New mama Nankin keeping her ten chicks warm. If you look closely,
you can see the legs and feet of some of the chicks under the hen.
Well, it's happened again: A Nankin bantam hen came marching out of some bushes near the house this morning with ten tiny chicks. We're not really surprised. In the three years we've had Nankins here, usually two or three batches of chicks show up this way. The hens just like to lay their eggs outdoors sometimes, although most of them regularly lay their eggs in the nest boxes.
As far as I can remember, this is the largest single brood I've seen a Nankin hatch. The Nankins are a very interesting breed, and according to the American Livestock Breeds Conservancy, they are critically endangered. (We are actually part of a small group of U.S. Nankin breeders. In 2010, the Oregon Zoo in Portland, OR bought some Nankins from us for their wonderful Family Farm.) Nankins are one of only a handful of chickens that are "true bantams;" unlike most bantams, the Nankin is not a miniature version of a large breed.
One of the main reasons we were interested in Nankins is their reputation for being extremely broody. Historically, Nankins were used by gamekeepers on large estates to hatch the eggs of game birds such as quail and pheasant. Two years ago, one of our relatively tiny (and quite determined) Nankin hens even incubated and hatched four Midget White turkey eggs.
Nankins are small birds; adults are usually between 16 and 24 ounces. They're about the size of a smallish pigeon. Their eggs are naturally on the petite side, but quite delicious. One of my sisters actually prefers the banty eggs because she's not terribly fond of egg white, and the Nankin eggs have proportionately more yolk than regular chicken eggs. We don't normally sell our banty eggs, and sometimes we use them to make deviled eggs; they're yummy, bite-sized, and terribly cute.

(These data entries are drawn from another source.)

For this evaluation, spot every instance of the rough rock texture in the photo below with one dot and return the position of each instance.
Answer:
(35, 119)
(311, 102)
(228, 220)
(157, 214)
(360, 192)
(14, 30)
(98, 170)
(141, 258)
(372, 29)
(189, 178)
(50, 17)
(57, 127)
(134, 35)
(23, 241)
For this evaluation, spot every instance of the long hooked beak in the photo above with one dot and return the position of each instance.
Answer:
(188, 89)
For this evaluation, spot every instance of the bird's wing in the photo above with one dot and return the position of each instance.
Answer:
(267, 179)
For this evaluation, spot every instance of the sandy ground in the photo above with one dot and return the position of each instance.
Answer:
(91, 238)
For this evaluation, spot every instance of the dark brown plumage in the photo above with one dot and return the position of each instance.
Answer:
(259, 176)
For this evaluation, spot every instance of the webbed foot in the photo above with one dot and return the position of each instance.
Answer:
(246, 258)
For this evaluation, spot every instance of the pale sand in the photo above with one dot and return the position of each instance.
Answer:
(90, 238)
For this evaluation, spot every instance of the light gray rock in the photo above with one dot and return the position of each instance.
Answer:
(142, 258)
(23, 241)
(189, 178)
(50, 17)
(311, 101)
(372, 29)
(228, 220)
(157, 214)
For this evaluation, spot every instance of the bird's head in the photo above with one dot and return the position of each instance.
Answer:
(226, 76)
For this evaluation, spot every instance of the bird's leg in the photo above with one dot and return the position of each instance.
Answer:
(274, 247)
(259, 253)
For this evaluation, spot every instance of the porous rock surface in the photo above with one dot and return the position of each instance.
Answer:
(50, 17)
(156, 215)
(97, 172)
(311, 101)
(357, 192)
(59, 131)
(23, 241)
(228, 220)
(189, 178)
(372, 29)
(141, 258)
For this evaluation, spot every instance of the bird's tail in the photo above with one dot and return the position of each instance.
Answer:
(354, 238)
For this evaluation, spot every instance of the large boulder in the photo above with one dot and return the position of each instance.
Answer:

Anyway, here we go again. I wouldn't be surprised if another Nankin hen shows up with chicks soon. We have quite a few of them, and we don't do head counts when we tuck them in for the night. You might wonder what we do with them, if we don't sell the eggs. Well, frankly we just love them. They're adorable, the roosters hardly ever fight with each other, and there's that broody thing.
We got our first Nankins round about the time we started selling our eggs, so the big picture of our farm life was still evolving. Still is, for that matter. And now the big picture has ten more chicks in it.